Syera mengangguk, lalu tersenyum kikuk saat mengetahui kebingungan orang-orang. "Maksud Syera Hizam," jelasnya.

"Mbak Ina mah lemot. Hizam. H-iza-m," serobot Sasa mengeja nama keponakannya dengan tampang sok tau.

"Biasa, selepas sarapan pasti mendekam di kamar. Maklum hari minggu, bentar lagi pasti keluar," tandas Aminah.

Syera mengangguk paham. Suaminya telah sedikit cerita semalam, jika Farhan dan Hizam memutuskan tinggal di rumah Aminah setelah kematian Laila, dengan alasan, Farhan tak mau jika putranya sendirian di rumah. Dan, keinginannya yang ingin kembali ke rumahnya sendiri pupus, ia harus tinggal bersama orang tuanya lagi. Mengingat putranya belum bisa menerima Syera sepenuhnya, juga melindungi istrinya dari hal-hal yang mungkin bisa melukai istrinya atas tindakan Hizam.

"Kenapa kau di sini?!"

Suara itu terdengar menghakimi, orang-orang yang masih berdiri di depan pintu menoleh serempak ke arah tangga yang menampilkan seorang laki-laki yang memakai gamis beserta sarung lengkap dengan peci putih. Sedang tangan kanannya menenteng ransel hitam.

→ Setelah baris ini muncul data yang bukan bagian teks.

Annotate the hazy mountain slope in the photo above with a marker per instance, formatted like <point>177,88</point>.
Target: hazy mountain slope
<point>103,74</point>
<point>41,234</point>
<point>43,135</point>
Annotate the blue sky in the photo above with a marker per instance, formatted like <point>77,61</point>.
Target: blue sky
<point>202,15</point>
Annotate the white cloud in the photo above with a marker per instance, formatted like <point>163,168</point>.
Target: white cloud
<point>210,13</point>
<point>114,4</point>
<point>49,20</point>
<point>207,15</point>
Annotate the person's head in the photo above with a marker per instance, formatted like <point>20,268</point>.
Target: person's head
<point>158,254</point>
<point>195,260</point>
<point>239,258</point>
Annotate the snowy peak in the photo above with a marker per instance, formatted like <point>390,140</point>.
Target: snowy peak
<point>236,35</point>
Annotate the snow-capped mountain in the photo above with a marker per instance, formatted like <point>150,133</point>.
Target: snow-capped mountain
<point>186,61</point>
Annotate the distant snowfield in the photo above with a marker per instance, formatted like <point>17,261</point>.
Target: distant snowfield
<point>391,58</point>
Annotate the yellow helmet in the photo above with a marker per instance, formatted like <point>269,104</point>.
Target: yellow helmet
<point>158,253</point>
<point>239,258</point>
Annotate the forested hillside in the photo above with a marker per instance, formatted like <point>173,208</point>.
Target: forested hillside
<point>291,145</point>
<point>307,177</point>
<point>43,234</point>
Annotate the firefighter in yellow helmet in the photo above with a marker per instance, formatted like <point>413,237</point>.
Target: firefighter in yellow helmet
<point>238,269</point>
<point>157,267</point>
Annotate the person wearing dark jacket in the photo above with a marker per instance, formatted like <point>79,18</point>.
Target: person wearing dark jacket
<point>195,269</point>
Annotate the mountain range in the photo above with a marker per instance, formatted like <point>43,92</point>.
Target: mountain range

Itu bukan lah Hizam. Sebab, Hizam adalah laki-laki yang lemah lembut dan penurut, ia juga bukan tipe sosok yang berani bertetiak apalagi depan orang lain. Hizam seakan tengah dirasuki roh jahat.

Syera terpana melihat putra sambungnya. Hatinya terasa teduh seketika, bahkan ia tak mempedulikan suara Hizam yang terdengar tak suka.

Di lain hati, Hizam merasakan sesuatu yang tak ia sukai ketika menatap tangan sang abi melingkar mesra pinggang di sampingnya, yang berarti abi serta wanita di sebelahnya telah resmi menjadi mahram. Ia berjalan cepat dengan perasaan yang menggebu.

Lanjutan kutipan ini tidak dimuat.